The new album provided the first two songs. They strode on in blinding white light to blast out the dramatic Things I’ve Been Telling Myself For Years before Lovers’ Leap – a spectacular, polyrhythmic mash-up of dancing brass and thumping beats with a gorgeous, surprisingly fragile, middle eight – sealed the deal.

From then on, new numbers were dotted among a parade of old favourites. A spectacular Mirrorball was brilliantly illuminated by a series of, yes, mirrorballs (!) including a giant one suspended from the ceiling. The thrilling Charge was lethally dispatched. Flying Boy Blue/Lunette took the breath away and, for the dynamic Dexter & Sinister, the group was joined by American singer Jesca Hoop, a protege of Tom Waits, whose soaring, semi-operatic voice added a biting edge to a magnificent coda.

An all-female team of string and brass players provided striking punctuation to the foundations laid down by Garvey, brothers Craig (keyboards, backing vocals, percussion) and Mark (guitar, backing vocals) Potter, Pete Turner (bass, keyboards, backing vocals) and Alex Reeves (drums).
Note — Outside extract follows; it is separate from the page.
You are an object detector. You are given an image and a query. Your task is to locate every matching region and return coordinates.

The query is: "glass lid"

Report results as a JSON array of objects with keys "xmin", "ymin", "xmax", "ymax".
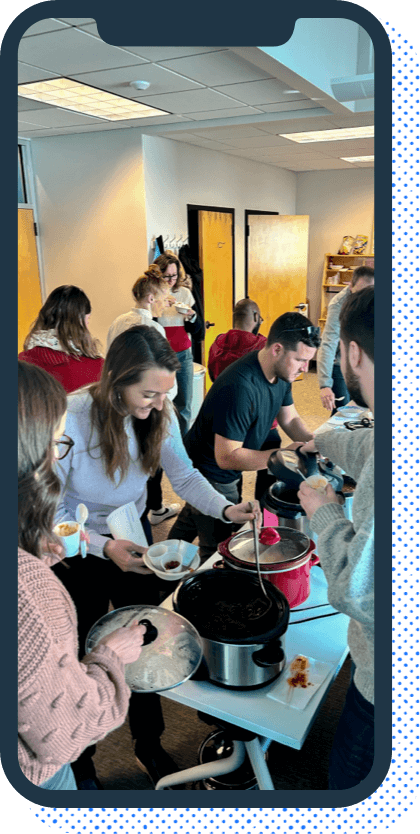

The Picture – a tale of digital treachery performed in a web of laser-like beams of light – took us back to the new album, which also supplied the exuberant Balu and the blockbusting Good Blood Mexico City.

Elsewhere, the delicate Puncture Repair lasted less than two minutes but made every second count and Kindling and The Birds had the crowd roaring along.

The closing stretch was a victory lap. Station Approach inspired a deafening singalong, My Sad Captains brought tears to eyes, Magnificent (She Says) – which Garvey said was “Paul McCartney’s favourite song – of ours....” – swelled the heart and, for a band which usually sticks in mid-tempo middle gear – Grounds For Divorce slammed down the throttle and raised the roof.

The encores – a charming Lippy Kids and the inevitable, soaring One Day Like This – sang the crowd hoarse. But it was just the icing on a cake which had already gone down a treat.